Aussi inhabituelles ou sensationnelles que puissent paraître les aventures des bandits qu’ils dépeignent, les romans de Burnett s’inscrivent dans une tradition prolétarienne et réaliste au sein de la littérature américaine. Ainsi, ils s’apparentent aussi bien au roman noir qu’à des auteurs comme Dos Passos et Hemingway lorsqu’ils décrivent l’agitation et la décadence sociales de leur époque. En adaptant l’œuvre de Burnett, Huston et son coscénariste Ben Maddow ont transposé à la fois ses dialogues saccadés et ses descriptions indulgentes des escrocs à la petite semaine. Comme c’est pour le cas pour Earle, le dernier coup de Riedenschneider, Handley et leurs comparses est à la fois un casse à l’ancienne et un rituel de rédemption. Qu’on ait ou non lu le livre de Burnett, on ne s’étonne guère, dans le contexte d’un film noir, que leur plan ne se déroule pas comme prévu. Ce qui distingue The Asphalt jungle du Faucon maltais est précisément l’accent mis sur la mécanique de la malchance – c’est un facteur qui intervient également dans l’adaptation par Huston de Key Largo (1948) -, mais ce film, qui se déroule à huis clos sur une période de quelques jours, fait preuve d’une moins grande complexité narrative. En fin de compte, ce qui confère à The Asphalt jungle la même dimension existentielle qu’à tant d’autres films noirs réside dans son interprétation et son style visuel. Jafe, Hayden et même Calhern dans le rôle du pathétique Emmerich empêtré dans ses mensonges et ses trahisons, apportent un remarquable réalisme aux moindres détails du tableau. Quant à la façon parfaitement détachée et directe dont Huston cadre les acteurs, elle situe les événements dans un cadre totalement quotidien même lorsque les enjeux sont une question de vie et de mort, ce qui est l’essence même du film noir. (Alain Silver)

THE ASPHALT JUNGLE – John Huston (1950)

C’est faute de pouvoir mettre en chantier en temps voulu Quo Vadis dont le tournage était compromis par la maladie oculaire dont souffrait Gregory Peck, que le producteur Arthur Hornblow Jr. et John Huston choisirent de porter à l’écran The Asphalt Jungle, de WR. Burnett dont Dore Schary avait acquis les droits avant même la parution du livre.

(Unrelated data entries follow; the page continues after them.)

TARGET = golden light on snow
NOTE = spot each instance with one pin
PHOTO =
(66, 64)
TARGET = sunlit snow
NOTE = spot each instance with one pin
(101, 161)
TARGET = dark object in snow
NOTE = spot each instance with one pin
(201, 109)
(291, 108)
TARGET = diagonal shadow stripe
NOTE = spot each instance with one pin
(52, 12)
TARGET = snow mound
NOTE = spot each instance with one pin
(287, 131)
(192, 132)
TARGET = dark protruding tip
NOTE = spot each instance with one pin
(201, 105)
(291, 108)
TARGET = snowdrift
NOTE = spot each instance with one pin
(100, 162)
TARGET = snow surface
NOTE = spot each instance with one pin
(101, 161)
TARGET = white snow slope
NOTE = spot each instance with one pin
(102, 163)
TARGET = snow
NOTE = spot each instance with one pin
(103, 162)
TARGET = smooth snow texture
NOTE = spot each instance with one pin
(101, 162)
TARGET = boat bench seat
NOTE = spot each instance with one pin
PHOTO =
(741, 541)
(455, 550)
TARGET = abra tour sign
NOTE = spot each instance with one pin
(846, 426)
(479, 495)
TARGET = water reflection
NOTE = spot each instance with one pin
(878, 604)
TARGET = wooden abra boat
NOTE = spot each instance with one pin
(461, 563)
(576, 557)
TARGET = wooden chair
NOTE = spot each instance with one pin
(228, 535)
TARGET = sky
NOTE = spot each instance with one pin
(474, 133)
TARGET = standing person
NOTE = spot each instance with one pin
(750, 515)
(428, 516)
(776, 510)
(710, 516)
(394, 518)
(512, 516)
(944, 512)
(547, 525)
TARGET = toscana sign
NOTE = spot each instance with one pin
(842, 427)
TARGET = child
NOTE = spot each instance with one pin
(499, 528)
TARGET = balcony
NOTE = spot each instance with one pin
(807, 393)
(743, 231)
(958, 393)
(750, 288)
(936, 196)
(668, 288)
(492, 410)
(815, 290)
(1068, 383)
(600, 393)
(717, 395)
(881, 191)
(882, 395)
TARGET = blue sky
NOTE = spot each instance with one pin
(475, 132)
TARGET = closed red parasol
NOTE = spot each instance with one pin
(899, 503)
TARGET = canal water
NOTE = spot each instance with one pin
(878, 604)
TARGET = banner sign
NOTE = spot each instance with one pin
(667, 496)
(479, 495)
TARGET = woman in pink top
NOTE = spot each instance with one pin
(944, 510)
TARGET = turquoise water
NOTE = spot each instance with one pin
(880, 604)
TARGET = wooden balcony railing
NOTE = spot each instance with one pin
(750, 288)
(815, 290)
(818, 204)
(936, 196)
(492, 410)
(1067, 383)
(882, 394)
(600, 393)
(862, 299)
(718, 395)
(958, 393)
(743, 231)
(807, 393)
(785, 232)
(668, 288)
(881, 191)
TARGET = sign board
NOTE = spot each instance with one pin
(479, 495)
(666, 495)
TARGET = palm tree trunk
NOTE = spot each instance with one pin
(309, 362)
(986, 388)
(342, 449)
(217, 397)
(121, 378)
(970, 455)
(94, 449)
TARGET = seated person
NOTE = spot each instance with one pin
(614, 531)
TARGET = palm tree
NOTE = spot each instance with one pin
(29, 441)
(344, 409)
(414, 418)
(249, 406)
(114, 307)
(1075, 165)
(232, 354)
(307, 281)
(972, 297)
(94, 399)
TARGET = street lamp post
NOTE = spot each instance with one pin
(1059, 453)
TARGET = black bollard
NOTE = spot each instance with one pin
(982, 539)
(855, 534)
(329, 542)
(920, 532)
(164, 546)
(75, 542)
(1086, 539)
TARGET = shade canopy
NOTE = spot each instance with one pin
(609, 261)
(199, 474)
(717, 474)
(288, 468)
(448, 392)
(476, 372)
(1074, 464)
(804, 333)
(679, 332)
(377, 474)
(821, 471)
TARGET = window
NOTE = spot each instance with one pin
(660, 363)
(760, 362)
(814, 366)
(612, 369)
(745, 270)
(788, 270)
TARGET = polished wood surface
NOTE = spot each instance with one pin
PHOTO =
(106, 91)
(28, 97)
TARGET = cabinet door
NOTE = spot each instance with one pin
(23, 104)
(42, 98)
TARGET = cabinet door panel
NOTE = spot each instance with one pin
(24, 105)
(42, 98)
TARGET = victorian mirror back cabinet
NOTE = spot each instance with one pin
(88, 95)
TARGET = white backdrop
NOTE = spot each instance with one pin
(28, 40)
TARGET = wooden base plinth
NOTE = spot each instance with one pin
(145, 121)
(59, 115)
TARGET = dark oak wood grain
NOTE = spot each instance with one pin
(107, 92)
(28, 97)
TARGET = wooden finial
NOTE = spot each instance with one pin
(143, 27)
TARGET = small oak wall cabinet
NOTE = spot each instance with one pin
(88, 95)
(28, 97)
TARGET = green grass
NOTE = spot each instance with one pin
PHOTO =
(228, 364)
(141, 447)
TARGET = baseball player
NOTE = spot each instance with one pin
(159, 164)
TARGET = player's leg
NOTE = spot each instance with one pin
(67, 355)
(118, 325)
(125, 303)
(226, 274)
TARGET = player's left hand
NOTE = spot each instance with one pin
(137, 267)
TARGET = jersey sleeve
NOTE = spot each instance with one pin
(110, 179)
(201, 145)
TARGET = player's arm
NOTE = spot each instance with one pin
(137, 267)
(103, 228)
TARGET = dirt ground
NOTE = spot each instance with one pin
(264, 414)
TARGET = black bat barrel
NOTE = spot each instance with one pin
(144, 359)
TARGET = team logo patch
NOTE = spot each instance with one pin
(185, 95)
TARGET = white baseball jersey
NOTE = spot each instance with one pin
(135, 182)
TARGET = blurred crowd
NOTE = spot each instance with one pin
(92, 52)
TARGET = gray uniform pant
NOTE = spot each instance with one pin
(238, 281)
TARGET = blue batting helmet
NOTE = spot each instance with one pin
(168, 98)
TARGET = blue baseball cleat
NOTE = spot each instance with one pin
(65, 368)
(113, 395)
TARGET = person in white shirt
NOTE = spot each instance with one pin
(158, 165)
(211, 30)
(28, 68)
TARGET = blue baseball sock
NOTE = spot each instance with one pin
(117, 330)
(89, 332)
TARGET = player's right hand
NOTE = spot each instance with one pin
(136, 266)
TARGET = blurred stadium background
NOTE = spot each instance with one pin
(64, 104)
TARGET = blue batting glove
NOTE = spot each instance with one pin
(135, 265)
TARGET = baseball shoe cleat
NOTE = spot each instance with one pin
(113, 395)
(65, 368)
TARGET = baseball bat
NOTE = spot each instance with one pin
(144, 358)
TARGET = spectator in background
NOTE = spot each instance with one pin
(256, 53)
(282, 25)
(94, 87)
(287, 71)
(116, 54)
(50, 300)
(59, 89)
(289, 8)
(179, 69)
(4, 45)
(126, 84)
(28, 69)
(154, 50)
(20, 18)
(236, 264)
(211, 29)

« John Huston, reconnut Burnett, demeura fidèle aux personnages, à l’intrigue et à l’atmosphère. Rien ne fut arbitrairement ni inventé, ni modifié. Je n’ai pourtant pas toujours été d’accord avec ce qui a été fait. Nous nous sommes rencontrés à plusieurs reprises chez moi pour des réunions de travail, mais il est très difficile de l’emporter sur Huston. Il est pour moi celui qui a modifié l’intrigue. Je voulais que le film commence comme le roman par les appels radio répercutant dans le bureau du commissaire les nouvelles criminelles de la nuit, la voix de la jungle du trottoir. Au lieu de cela, le film commence comme n’importe quelle autre histoire criminelle ; la nuit, un bas quartier, un homme qui poursuit son chemin… Je n’ai pas non plus été satisfait de la mort de Dix Handley, l’homme de main originaire du Sud, à demi mort et poursuivant des chevaux dans un pré. C’était exagéré. Mais, en dehors de ces deux points j’ai été satisfait de tout le reste.»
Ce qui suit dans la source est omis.